I don’t think anyone’s arguing that strategy replaces creativity. It never could. What’s shifting is the craft side of creative execution. A lot of the more technical aspects of copywriting or art direction will increasingly being supported (and in some cases, fully handled) by AI. That doesn’t mean the creative disappears, but it means one conceptually strong creative may be enough to carry the big idea, while AI executes it. Maybe not today, but soon it will be able to make something look and sound its best with the right prompts and good creative instinct.
And that’s where strategy remains unchanged. You still need someone to identify the right problem, frame the opportunity, and guide the creative. If it feels like strategy is failing you, that’s a question of bad practice, not of the discipline itself…
As far as at least financials …
Kill timesheets. Don’t bill per hour. Not sure what replaces it but maybe some form of retainer, or based on concepts/deliverables or results. Or a mix of all?
I agree that we need to kill timesheets and price work based on outcomes. However, procurement will continue to fight this especially in light of AI. Bill rates allows procurement to easily compare agency pricing and to negotiate both on rates and hours required to complete the deliverables. Holding Companies give in to the clients in order to win the business. Outcome based pricing will be slow in coming.

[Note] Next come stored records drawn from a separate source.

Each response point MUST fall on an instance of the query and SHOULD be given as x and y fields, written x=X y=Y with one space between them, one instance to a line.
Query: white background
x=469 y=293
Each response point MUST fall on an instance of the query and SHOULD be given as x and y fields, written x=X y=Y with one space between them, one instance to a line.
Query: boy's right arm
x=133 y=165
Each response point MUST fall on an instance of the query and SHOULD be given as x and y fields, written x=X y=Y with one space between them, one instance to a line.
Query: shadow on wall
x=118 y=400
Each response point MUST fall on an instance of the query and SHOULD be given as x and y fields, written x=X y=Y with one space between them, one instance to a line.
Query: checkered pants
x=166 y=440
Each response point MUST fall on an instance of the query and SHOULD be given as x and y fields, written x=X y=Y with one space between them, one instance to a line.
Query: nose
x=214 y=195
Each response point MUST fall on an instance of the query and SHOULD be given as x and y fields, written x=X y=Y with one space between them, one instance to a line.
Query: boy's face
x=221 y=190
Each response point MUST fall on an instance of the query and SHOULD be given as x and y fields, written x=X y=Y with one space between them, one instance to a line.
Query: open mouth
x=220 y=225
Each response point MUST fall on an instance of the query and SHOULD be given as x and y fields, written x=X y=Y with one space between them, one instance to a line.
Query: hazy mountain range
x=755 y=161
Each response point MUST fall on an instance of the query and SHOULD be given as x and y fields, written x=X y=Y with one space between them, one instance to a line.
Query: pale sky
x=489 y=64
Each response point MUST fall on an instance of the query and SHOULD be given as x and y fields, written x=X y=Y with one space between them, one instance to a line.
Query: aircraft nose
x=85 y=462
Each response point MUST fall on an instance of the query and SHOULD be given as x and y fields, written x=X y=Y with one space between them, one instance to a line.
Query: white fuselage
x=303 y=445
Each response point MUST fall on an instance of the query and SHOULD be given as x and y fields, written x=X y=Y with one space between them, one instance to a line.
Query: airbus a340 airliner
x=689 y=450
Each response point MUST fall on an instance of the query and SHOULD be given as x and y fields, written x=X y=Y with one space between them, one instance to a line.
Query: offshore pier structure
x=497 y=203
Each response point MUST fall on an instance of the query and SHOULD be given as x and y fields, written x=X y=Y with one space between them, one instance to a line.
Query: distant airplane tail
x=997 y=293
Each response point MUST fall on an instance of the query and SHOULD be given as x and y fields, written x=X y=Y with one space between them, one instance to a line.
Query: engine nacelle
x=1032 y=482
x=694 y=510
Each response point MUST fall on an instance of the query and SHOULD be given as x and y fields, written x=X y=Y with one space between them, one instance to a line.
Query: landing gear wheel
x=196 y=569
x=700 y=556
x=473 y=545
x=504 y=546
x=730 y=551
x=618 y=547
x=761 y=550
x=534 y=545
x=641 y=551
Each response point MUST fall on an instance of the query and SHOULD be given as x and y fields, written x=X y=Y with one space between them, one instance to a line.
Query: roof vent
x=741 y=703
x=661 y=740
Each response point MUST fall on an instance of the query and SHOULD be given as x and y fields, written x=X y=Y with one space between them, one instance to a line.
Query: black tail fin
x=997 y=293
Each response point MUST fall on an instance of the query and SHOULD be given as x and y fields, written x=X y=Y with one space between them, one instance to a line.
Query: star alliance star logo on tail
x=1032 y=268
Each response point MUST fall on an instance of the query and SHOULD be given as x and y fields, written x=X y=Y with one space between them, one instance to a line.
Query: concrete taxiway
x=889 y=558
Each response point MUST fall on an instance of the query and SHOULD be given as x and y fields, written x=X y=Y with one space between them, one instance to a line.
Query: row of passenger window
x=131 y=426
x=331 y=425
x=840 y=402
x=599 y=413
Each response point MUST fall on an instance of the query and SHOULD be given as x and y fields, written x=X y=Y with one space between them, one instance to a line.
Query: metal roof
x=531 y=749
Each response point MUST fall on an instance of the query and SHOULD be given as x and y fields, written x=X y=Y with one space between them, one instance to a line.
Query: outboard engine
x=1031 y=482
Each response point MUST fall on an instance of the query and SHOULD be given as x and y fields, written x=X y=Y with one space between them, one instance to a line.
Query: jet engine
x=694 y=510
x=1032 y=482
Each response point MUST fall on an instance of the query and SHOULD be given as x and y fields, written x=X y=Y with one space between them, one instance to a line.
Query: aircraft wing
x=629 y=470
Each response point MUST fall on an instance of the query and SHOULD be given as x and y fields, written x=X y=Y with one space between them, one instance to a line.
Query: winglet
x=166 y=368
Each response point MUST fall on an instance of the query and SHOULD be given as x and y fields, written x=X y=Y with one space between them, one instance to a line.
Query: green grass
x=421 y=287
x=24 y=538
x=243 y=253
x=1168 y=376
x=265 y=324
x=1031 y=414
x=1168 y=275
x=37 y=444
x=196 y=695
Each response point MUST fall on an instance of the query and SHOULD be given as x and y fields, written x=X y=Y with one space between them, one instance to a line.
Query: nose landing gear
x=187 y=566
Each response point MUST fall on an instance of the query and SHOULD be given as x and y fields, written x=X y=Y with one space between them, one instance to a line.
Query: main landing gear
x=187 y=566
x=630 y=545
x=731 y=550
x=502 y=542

1. All IT functions except infosec and GDPR compliance should be centralized with a holding company or all be fractional. Hubs in major cities. Specialist on site. It’s been going this way and picking up speed but should be fully realized by now.
2. Accounting and most of HR? See number 1.
3. Speaking of accounting, agencies should drop hourly billing. That’s 80% of the problems we have an accounting need for, the contracts are needlessly complex. Also Unless you’re at an indie, holding companies should handle all subscriptions for tooling, even at the agency or even client level. There’s a person managing this every agency and it’s a waste.
4. No more than six members of the c-suite. Painful but necessary to say there are no exceptions to this rule at any current agency.
5. Reduce your physical footprint. In-office time is important, but no more than 3 days a week. Whoever negotiates and signs your lease for 15 year commercial space at market rate immediately becomes one of your agency’s biggest liabilities. This applies to all cities, at least in the U.S.
6. Charge for new business pitches. Terminate leadership that pitches like its 20 years ago. If there’s a hot dog cart being brought in for the Nathan’s pitch, that’s the person to let go.
7. Social media as we see it today is 20 years old. 20. It is still talked about in holding company agencies as a specialist skill. If your creatives and producers are too good for social , you bad a bad hire or kept them too long. That’s the work now.